Задача данной работы — попытаться разобраться в том, как педа­гог может помочь молодому режиссеру осознать важность проблемы пространства и подсказать пути овладения ею.

Нам, педагогам и режиссерам профессионального театра, при­ходится сталкиваться с некоей закономерностью в работах молодых режиссеров, которую вряд ли можно назвать принципиальной. Это пренебрежение к решению пространства, некий общий штамп совре­менного спектакля, освобожденного от оформления, примет быта и эпохи, атмосферы действия, в котором актер лишен возможности оп­ределить реалии своего сценического бытия.

Один из крупнейших режиссеров и театральных педагогов Ни­колай Васильевич Петров рассказывал нам, тогда еще студентам ГИ­ТИСа, как он начал учиться режиссуре. «Это можно сделать только в Художественном театре», — заключил он свой рассказ. А дело было так. Вспомнив опыт одного режиссера, который придумал выгородку декораций, Петров решил склеить несколько макетов разных пьес и с ними явиться на экзамен. Он тогда интуитивно понял, что главное в профессии режиссера — пространственное видение и воображение, ощущение сцены. Макеты, предъявленные им и его товарищем С. Вороновым, заинтересовали Вл. И. Немировича-Данченко и всю комиссию, и молодые люди бьши приняты в группу сотрудников Ху­дожественного театра. Практики обучения режиссуре тогда не было нигде, и, ища пути в новом деле, Немирович-Данченко определил в качестве одного из первых заданий работу будущих режиссеров в ма­кетной мастерской с художниками (безусловно, при этом не снимался вопрос работы с авторами, посещение репетиций и т. д.).

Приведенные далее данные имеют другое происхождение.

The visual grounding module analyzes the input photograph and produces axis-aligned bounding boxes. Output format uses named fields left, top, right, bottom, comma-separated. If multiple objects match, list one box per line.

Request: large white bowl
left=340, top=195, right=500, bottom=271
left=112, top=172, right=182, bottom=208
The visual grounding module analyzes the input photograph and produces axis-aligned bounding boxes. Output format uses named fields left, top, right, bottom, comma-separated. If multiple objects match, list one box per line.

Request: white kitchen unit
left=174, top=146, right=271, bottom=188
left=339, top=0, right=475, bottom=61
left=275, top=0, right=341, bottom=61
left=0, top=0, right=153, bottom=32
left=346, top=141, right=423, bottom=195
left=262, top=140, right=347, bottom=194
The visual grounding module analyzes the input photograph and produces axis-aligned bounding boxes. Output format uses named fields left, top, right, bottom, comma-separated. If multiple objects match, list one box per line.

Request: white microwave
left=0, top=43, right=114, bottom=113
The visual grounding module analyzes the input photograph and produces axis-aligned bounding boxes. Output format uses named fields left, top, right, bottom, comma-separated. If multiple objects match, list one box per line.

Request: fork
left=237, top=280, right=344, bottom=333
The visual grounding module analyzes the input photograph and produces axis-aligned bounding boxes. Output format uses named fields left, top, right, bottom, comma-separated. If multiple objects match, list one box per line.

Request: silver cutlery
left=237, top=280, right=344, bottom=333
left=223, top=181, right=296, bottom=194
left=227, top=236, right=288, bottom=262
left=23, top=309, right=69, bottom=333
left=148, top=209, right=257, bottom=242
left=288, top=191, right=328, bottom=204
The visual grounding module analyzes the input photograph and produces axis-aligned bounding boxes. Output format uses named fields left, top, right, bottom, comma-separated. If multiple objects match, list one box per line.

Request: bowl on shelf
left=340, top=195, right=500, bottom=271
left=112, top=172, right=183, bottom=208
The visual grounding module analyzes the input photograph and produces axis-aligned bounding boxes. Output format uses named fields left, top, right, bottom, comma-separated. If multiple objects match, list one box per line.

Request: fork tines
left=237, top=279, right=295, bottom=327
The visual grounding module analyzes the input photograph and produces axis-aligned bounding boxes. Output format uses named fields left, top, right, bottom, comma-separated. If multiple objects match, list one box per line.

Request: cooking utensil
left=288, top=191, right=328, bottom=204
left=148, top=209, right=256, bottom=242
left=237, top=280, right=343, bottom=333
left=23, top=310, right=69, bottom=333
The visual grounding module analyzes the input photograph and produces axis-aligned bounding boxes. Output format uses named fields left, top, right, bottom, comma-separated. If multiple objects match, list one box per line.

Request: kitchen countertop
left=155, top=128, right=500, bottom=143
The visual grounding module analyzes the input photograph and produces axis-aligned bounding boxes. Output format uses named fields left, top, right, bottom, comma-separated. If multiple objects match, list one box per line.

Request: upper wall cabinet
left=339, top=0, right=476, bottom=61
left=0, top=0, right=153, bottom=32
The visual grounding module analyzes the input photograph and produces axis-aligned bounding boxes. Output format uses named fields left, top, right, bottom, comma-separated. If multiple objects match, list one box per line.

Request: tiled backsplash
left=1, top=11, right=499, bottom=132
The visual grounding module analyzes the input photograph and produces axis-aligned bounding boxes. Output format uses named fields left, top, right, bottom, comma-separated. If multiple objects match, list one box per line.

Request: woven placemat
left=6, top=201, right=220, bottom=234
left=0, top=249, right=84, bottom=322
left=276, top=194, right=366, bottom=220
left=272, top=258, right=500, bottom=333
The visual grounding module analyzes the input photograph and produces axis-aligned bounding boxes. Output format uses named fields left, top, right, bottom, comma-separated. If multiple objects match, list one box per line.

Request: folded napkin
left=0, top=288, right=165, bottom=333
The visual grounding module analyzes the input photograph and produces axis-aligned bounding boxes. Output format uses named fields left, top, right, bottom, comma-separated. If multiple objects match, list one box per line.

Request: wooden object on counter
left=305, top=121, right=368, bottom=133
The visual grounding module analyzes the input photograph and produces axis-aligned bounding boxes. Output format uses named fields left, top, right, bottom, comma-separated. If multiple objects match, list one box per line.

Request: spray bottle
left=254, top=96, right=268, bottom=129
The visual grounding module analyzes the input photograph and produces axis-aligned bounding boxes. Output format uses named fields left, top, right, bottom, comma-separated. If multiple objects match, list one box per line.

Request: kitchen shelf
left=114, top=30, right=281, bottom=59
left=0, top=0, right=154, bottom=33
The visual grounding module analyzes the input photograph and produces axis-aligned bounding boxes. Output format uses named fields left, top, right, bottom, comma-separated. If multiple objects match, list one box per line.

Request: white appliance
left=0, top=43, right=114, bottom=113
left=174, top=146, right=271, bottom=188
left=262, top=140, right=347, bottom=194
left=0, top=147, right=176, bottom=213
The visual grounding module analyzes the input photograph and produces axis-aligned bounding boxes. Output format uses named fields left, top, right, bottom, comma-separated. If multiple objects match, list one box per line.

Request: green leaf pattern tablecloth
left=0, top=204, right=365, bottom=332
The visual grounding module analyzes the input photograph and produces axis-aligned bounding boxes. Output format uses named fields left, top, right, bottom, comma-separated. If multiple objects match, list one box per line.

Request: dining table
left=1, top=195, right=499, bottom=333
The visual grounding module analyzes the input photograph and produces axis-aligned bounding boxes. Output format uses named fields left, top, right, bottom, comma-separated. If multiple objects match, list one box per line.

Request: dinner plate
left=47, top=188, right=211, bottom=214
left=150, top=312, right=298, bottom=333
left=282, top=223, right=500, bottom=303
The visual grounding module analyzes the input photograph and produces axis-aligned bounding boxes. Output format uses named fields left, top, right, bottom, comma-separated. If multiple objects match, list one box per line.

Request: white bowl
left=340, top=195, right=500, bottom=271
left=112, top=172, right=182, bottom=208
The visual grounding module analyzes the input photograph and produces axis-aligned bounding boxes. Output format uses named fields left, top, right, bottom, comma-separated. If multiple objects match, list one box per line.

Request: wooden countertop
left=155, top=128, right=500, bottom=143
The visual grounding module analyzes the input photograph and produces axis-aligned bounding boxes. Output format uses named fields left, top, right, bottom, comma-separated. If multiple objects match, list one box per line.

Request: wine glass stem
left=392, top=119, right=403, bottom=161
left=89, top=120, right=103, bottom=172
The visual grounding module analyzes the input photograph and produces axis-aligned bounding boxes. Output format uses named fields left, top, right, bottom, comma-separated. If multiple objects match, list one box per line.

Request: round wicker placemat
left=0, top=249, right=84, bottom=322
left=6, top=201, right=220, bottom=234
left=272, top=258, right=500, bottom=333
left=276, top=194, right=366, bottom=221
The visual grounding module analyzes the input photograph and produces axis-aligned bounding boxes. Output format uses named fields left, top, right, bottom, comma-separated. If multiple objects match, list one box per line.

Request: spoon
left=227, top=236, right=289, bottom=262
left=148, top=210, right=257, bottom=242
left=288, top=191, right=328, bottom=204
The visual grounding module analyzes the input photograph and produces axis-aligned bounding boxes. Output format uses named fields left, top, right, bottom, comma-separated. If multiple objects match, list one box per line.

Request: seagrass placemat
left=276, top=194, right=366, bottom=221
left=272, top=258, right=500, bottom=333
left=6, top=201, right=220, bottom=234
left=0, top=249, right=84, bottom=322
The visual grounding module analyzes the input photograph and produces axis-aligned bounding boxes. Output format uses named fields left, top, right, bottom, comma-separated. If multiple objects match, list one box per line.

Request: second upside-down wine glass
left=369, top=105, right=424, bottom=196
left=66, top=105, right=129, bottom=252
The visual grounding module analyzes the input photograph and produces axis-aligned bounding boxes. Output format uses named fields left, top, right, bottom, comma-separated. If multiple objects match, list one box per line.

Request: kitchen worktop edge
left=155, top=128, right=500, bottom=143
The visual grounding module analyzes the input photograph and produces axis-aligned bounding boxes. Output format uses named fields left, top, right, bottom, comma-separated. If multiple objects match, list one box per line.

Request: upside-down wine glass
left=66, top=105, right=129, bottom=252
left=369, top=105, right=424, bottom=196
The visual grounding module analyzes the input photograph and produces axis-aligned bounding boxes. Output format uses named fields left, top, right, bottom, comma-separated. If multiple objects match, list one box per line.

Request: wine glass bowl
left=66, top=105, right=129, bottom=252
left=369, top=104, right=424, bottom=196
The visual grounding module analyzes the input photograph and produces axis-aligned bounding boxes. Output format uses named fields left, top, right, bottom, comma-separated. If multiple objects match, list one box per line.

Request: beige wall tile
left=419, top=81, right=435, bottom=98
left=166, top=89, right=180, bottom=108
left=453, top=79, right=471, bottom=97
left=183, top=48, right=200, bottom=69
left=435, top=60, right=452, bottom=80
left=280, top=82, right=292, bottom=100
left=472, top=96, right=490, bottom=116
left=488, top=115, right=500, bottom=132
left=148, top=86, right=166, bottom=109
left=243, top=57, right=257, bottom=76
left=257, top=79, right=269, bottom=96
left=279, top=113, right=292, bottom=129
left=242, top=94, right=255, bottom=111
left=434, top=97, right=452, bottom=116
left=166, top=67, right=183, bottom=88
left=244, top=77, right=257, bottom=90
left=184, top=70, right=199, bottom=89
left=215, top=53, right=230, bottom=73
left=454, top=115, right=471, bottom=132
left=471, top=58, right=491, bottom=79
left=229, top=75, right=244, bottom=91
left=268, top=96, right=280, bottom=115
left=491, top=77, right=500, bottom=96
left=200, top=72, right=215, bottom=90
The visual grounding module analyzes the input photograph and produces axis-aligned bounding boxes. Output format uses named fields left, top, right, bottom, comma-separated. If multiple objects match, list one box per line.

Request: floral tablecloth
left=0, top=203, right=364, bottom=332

Одним из интереснейших «учебных» моментов была встреча с Гордоном Крэгом, создававшим макет постановки «Гамлета». «Мы должны были решать, как правильнее выгородить ширмы на сцене и

ж 157

как расставить источники света», — вспоминал Петров. Только он выклеил для «Гамлета» сто сорок четыре макета.

Но все же наиболее значительной была работа над «Братьями Ка­рамазовыми». Ученики режиссерского класса разрабатывали планиров­ки и искали пространственно образное решение каждой сцены в спек­такле. «Должен сознаться, что работа над макетами для «Гамлета» при­несла нам известную пользу. Она приучила нас внимательно относить­ся к пространственному решению сцены. А уметь решать пространст­во, исходя из конкретного содержания картин, и, что самое главное, уметь найти гармонию соотношения этих пространственных решений во всем спектакле — для режиссера является очень важным. Этому мы научились, реализуя в макетах замыслы Гордона Крэга. И какова же была моя радость, когда через неделю, просматривая наши новые предложения, Владимир Иванович утвердил один мой макет для сцены «Не ты». Мостки тротуара на первом плане. Из левой кулисы, парал­лельно рампе, — забор до половины сцены. Фонарный столб с керо­синовым фонарем — на середине и оттуда поворот тротуара в глубь сцены».



Конечно, в ГИТИСе, как и в других институтах, имеющих ка­федру режиссуры, есть курс сценического оформления, рассматриваю­щий исторические, эстетические и технические вопросы. И тем не менее я считаю, что нельзя забывать уроков Немировича, и поэтому предлагаю студентам ежегодно, начиная со II курса, самостоятельно (подчеркиваю это) выклеивать макеты или, как теперь говорится о ра­бочем макете, подрезки будущего спектакля. На 80 процентов это бу­дут беспомощные работы, которые совершенно не нужно выставлять на всеобщее обозрение. Но только через собственный опыт, «своими руками» студент сможет ощутить пространство, понять масштаб. Для таких работ достаточно внутрикурсового обсуждения. Позже, на III курсе, студенты встретятся, как это уже стало традицией, со своими коллегами из художественного института им. Сурикова или с учащи­мися постановочного факультета Школы-студии МХАТ. Но тогда бу­дущие режиссеры будут давать более профессиональные, точные сове­ты, опираясь на собственный (иногда горький) опыт II курса.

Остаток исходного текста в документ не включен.